偶然の再会から外交官の溺愛が止まりません
「悲しかった。あの時別れる選択をした東條さんをひどいと思いました。本当のことを言えば、私ももっと一緒にいたかった」
 素直な気持ちだった。

 依織の手にしていたカップを受け取り、東條はキッチンのカウンターにそれを置くと、依織を包み込むように抱きしめた。

「悪かった、依織。俺も側にいたかったよ」
(この言葉でもう十分)
 依織は東條の背中に手を回す。

「待ってと言えない東條さんをもっと信じたらよかったです。私も連絡を絶ってごめんなさい。今でも、大好きです」
「依織……」

 ぎゅっと強く抱き締める東條の気持ちが痛いくらいに伝わるようだった。
 依織が顔を上げると、じわりと滲んだ東條の顔が目の前にある。

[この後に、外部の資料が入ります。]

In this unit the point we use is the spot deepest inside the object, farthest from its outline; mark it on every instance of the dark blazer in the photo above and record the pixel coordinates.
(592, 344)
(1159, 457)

それは依織の涙のせいだった。

 東條が目元に浮かんだ涙をそっと拭いてくれて、ゆっくりと二人の唇が重なった。
 それはこの前とは違って、深いキスになる。唇をゆるりと舐められて、そっと開けると中まで深く探られた。

 舌が何度も絡んで、その感触に身体が蕩けそうだった。
「いい?」
 そう聞かれて、こくっと依織は頷く。